In one crucial development, INCAA president Luis Puenzo confirmed to Variety that Ventana Sur will coincide with the latest meetings of CAACI, the body of governmental audiovisual authorities in Ibero-America – Latin America, Spain and Portugal – and of its biggest dedicated film fund, Ibermedia.
Both will run parallel to Ventana Sur, which takes place Nov. 29-Dec. 3.
The agenda for CAACI meeting will not have been drawn up. But two issues look inevitably to be on the table, one way or another. One is support measures to aid the recuperation of the region’s film industries. The COVID-19 pandemic hit harder and for longer in Latin America than most parts of the world.
Another is how to ensure a healthy growth of local film-TV industries at a time when U.S. global studio streamers have emerged in much of the region as a life raft for bigger local production companies.
“I’d say there’s no region in the world that is not imagining its future. But that’s not just a question of emerging from the pandemic. If we talk about audiovisual production in Latin America, the plague has accelerated what we saw coming. “Times have changed, bringing other stories and ways of producing and distributing them. But that’s the history cinema and we’re prepared,” said Puenzo.

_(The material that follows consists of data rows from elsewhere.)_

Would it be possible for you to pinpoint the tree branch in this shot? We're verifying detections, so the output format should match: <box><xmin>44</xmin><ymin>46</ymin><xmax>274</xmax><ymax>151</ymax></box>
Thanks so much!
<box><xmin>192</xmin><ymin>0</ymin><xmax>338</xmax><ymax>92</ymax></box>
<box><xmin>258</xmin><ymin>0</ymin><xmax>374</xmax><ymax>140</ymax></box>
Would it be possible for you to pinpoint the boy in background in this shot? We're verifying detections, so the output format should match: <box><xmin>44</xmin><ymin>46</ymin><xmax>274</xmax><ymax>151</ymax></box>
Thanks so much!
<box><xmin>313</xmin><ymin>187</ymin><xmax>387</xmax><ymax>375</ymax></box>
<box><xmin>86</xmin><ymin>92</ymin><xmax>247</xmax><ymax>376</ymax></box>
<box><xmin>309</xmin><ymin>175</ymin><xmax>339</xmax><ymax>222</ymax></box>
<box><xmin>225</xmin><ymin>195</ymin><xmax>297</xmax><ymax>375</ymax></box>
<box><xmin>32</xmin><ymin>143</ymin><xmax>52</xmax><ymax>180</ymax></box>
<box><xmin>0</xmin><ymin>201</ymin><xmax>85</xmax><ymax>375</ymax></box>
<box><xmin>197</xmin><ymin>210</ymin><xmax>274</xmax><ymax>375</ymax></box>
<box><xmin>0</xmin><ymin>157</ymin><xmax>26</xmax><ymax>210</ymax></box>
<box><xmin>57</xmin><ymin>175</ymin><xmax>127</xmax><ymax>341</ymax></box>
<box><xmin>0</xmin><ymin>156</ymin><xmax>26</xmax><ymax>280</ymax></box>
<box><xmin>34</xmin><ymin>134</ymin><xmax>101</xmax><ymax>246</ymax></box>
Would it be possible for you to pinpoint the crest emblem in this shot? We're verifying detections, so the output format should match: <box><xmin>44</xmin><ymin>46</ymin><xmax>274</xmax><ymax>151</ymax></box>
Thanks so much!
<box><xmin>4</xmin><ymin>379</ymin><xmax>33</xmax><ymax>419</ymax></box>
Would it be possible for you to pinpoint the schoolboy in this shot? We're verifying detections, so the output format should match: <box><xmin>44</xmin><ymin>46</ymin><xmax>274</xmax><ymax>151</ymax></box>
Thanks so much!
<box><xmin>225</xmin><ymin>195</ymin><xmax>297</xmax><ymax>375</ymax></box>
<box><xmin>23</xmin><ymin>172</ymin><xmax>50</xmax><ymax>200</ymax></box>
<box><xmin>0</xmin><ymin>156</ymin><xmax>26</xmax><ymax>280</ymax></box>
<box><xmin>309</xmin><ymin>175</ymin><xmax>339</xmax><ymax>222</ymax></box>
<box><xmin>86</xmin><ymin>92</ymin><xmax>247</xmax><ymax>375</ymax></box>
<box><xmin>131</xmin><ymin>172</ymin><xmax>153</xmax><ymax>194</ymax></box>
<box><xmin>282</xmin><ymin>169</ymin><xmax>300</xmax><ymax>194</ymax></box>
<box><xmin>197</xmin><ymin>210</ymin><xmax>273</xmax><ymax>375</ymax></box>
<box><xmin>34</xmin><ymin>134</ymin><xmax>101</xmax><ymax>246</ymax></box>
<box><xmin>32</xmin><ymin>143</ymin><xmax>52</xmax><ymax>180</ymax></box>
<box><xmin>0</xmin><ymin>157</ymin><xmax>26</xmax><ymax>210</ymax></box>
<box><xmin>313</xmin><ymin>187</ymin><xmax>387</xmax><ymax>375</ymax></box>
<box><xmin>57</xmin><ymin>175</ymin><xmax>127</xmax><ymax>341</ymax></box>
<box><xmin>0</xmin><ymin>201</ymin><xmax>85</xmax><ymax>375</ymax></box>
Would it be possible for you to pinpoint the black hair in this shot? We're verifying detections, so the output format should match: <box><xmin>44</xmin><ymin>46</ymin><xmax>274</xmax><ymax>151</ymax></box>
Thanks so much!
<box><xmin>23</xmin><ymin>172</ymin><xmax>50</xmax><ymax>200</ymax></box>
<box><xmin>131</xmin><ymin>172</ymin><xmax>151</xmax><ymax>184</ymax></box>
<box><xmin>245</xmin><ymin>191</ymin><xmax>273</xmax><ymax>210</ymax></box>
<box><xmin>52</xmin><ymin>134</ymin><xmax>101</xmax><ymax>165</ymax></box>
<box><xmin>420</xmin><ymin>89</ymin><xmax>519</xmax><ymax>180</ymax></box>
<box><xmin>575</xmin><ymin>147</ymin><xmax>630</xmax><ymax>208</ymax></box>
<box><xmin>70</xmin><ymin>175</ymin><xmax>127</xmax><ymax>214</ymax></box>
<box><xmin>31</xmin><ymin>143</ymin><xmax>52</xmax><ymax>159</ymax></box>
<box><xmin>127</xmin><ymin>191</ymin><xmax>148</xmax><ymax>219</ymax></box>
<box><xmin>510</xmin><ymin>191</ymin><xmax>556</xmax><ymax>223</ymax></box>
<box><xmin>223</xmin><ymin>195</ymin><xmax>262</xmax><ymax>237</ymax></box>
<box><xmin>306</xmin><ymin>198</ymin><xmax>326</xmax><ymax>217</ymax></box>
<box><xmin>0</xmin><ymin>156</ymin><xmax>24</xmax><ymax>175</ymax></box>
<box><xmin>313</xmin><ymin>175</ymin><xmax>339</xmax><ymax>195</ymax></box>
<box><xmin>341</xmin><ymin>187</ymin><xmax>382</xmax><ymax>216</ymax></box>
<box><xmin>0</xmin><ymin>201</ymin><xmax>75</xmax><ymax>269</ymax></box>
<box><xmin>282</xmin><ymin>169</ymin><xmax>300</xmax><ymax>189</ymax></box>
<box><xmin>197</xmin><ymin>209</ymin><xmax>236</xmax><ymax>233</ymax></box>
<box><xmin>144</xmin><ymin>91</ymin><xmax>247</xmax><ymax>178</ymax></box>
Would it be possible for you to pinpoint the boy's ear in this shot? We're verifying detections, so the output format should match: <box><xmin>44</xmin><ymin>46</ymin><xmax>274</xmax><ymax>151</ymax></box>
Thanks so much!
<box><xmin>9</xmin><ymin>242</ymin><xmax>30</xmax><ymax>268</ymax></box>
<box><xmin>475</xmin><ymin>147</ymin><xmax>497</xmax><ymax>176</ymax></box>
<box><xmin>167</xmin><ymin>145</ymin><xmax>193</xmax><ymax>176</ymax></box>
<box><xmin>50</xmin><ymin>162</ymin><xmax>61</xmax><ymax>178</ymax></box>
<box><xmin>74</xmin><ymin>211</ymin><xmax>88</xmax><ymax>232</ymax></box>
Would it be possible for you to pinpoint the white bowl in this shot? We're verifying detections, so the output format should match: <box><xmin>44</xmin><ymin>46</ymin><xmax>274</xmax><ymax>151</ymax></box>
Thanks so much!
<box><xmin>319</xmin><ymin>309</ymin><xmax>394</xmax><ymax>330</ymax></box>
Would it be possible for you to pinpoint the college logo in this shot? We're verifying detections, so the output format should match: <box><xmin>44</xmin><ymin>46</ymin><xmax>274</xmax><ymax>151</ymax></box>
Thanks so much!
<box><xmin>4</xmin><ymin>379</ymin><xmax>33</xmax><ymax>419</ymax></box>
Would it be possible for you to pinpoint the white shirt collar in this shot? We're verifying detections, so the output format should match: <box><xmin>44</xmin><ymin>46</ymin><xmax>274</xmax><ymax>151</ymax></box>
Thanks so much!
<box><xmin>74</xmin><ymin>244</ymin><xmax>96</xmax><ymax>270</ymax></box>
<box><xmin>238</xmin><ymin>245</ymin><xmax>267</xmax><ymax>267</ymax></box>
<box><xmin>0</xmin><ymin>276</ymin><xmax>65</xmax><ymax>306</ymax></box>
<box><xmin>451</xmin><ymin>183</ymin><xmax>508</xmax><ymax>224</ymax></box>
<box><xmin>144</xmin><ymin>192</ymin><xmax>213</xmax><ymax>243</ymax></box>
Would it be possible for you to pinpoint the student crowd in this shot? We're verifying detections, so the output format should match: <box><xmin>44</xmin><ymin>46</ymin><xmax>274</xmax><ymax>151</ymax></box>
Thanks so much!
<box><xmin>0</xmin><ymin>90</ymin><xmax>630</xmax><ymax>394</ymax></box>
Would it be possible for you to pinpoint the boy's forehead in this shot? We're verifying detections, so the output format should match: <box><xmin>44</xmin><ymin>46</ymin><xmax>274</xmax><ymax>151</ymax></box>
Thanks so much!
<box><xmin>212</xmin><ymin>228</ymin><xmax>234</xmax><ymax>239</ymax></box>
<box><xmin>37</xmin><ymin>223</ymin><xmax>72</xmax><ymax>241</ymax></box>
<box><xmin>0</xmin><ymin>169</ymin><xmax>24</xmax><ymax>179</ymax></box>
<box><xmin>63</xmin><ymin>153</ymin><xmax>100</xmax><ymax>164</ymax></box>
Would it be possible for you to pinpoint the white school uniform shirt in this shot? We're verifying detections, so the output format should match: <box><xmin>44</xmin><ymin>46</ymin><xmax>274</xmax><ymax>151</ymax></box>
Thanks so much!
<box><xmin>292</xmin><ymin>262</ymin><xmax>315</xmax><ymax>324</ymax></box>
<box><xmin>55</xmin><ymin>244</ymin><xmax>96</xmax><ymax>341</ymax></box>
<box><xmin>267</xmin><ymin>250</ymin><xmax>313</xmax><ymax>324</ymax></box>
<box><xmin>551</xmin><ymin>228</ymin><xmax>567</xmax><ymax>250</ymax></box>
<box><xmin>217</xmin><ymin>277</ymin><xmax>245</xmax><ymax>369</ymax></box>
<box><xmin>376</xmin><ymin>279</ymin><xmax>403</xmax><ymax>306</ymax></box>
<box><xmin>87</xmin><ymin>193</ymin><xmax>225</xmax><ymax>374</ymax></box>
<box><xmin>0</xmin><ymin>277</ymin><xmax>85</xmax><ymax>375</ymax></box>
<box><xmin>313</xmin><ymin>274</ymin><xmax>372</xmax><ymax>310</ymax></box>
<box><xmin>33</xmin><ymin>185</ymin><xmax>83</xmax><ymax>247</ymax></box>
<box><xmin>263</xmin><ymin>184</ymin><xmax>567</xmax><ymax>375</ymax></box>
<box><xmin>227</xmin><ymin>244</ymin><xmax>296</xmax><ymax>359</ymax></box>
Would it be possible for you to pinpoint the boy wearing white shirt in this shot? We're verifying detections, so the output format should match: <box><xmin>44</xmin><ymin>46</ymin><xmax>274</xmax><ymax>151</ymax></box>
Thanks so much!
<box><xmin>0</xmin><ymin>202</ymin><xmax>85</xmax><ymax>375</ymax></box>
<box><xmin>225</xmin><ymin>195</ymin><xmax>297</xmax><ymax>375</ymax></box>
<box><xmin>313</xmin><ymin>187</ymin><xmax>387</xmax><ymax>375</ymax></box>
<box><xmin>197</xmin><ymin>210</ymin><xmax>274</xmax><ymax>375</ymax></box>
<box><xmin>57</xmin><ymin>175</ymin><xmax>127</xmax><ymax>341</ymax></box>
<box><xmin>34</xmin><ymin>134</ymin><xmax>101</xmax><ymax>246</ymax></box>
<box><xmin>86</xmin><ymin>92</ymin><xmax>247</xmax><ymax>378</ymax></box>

“Changes in circumstances were always like that, in technology, creators’ viewpoints and spectators’ habits,” Puenzo added, saying that change should be seen as a “challenge” and an “opportunity to imagine.” Imagine means literally to construct images, he noted.
Whether Latin America will table legislation equivalent to the E.U. Audiovisual Media Services Directive is a moot question indeed, however. The health of the local film industry hardly seems a priority in either Mexico or Brazil.

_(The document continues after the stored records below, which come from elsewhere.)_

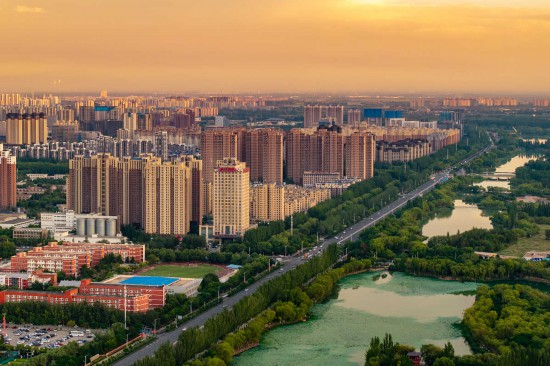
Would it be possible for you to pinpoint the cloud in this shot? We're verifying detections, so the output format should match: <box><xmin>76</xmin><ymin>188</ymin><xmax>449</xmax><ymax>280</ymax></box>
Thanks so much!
<box><xmin>15</xmin><ymin>5</ymin><xmax>45</xmax><ymax>13</ymax></box>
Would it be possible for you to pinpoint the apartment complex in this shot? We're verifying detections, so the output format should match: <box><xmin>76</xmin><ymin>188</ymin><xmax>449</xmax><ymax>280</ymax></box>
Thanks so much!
<box><xmin>250</xmin><ymin>183</ymin><xmax>285</xmax><ymax>221</ymax></box>
<box><xmin>304</xmin><ymin>105</ymin><xmax>344</xmax><ymax>128</ymax></box>
<box><xmin>250</xmin><ymin>183</ymin><xmax>331</xmax><ymax>221</ymax></box>
<box><xmin>67</xmin><ymin>154</ymin><xmax>202</xmax><ymax>235</ymax></box>
<box><xmin>376</xmin><ymin>139</ymin><xmax>432</xmax><ymax>163</ymax></box>
<box><xmin>0</xmin><ymin>144</ymin><xmax>17</xmax><ymax>209</ymax></box>
<box><xmin>212</xmin><ymin>159</ymin><xmax>250</xmax><ymax>237</ymax></box>
<box><xmin>201</xmin><ymin>128</ymin><xmax>284</xmax><ymax>184</ymax></box>
<box><xmin>142</xmin><ymin>157</ymin><xmax>191</xmax><ymax>235</ymax></box>
<box><xmin>286</xmin><ymin>126</ymin><xmax>375</xmax><ymax>184</ymax></box>
<box><xmin>285</xmin><ymin>184</ymin><xmax>331</xmax><ymax>217</ymax></box>
<box><xmin>6</xmin><ymin>113</ymin><xmax>48</xmax><ymax>145</ymax></box>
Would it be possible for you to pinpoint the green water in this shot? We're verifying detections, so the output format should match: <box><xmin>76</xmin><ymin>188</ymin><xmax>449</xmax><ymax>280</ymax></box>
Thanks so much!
<box><xmin>231</xmin><ymin>273</ymin><xmax>478</xmax><ymax>366</ymax></box>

TV series production and new technologies, in the sense of synergies with other audiovisual sectors, are, however, gaining in profile at Ventana Sur.
Having driven into arthouse, animation and genre, Ventana Sur announced at the Cannes Marché du Film that it will launch an extensive video games forum, Las Maquinitas, at this year’s edition.
Madrid-based Spotlight is offering cash prizes of €15,000 ($17,700) and €5,000 ($5,900) for the development of two Latin American series at Ventana Sur’s SoloSerieS, in return for exclusive rights over 18 months.
In another sign of potential rebound, Ventana Sur has never received so many requests for accreditation, its co-director Bernardo Bergeret noted at San Sebastián.
Far more Latin Americans traveled to San Sebastian this week than last year. But Ventana Sur looks like it could mark the region’s big reunion.